Outro dia, andando apressado pela calçada, não desviou de uma senhora distraída e a mulher bateu com toda força em seu peito. E ainda xingou muito Alex. O homem ficou sem palavras. Não pediu desculpas porque afinal não era culpa dele. Ficou parado olhando a mulher indo embora e para sua surpresa, a tal senhora seguiu caminho desviando de tudo e todos. Naquele momento Alex se perguntou quase em voz alta: por que sempre eu que tenho que sair da frente?

Aproveitou o intervalo do almoço para observar o trânsito, os pedestres, o movimento das ruas. Dividiu a humanidade em dois tipos: os que desviam e os que não desviam. Passou a admirar os que não desviam. Mostravam mais confiança, elegância, força e determinação. Enquanto os outros que saiam da frente geralmente andavam de cabeça baixa, quase cansados. Disposto a fazer parte do mundo dos fortes, bradou a si mesmo:

– A partir de hoje não vou desviar. Venha o que vier, seja quem for, eu não desvio.

Fez o sinal da cruz para garantir a seriedade do juramento.

Manteve a rotina de ir de carro ao trabalho, achou vaga perto da entrada. Ninguém passou por ele. Surpreendentemente o elevador estava funcionando. Desceu no andar do escritório, foi até sua mesa, e nada de precisar desviar.

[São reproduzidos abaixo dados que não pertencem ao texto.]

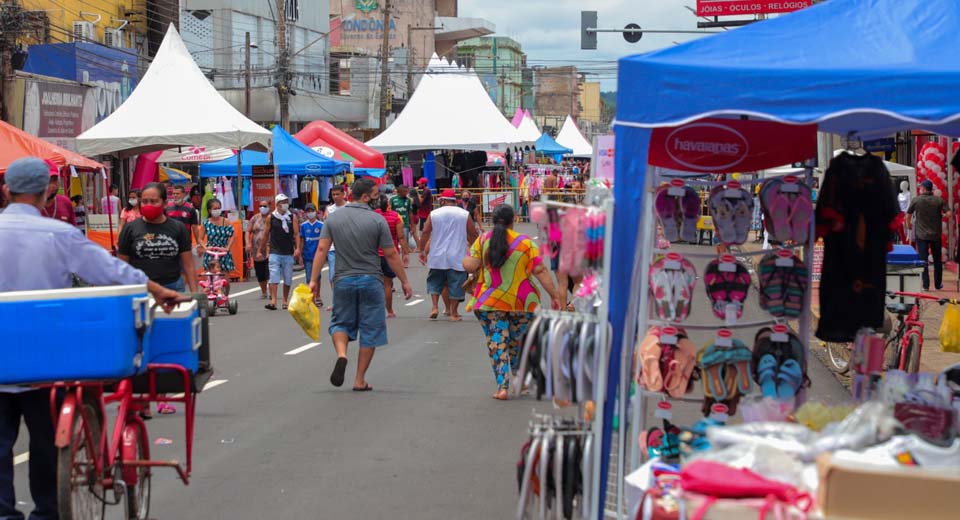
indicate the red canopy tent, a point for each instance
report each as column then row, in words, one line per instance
column 15, row 144
column 323, row 134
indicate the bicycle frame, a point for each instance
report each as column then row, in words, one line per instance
column 119, row 443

O dia começava bem.

Hora do lanche, Alex se preparou para ir até a esquina pegar as coxinhas de galinha tradicionais da quinta-feira. Confiante, desceu pelo elevador, atravessou a porta grande do prédio e nem viu que a rua estava praticamente vazia.

Feliz em não precisar desviar de ninguém, Alex caminhou tranquilamente. Nem percebeu que o local estava cercado pela polícia. Naquele momento, bandidos estavam fugindo de um assalto a um banco ali próximo. O centro da cidade estava nervoso. Policiais do esquadrão antibomba gritavam para todos se afastarem, a rua fora interditada, polícia de um lado, ladrões de outro. Sirenes, confusão.

Quando se deu conta do que acontecia Alex saiu correndo, nessa hora começou o tiroteio.

Alex dobrou a esquina para o lado errado e acabou de cara com os bandidos. Ficou paralisado. Sem mexer um músculo, apenas ouvia os gritos dos assaltantes encurralados.

A primeira reação foi pedir “peloamordedeus” que o deixassem ir, mas Alex lembrou que agora ele era forte, destemido, um homem que não desviava de nada. Não cederia um passo, um centímetro para o lado.

Não teve medo. Manteve o juramento: morreu com uma bala na cabeça porque não saiu da frente.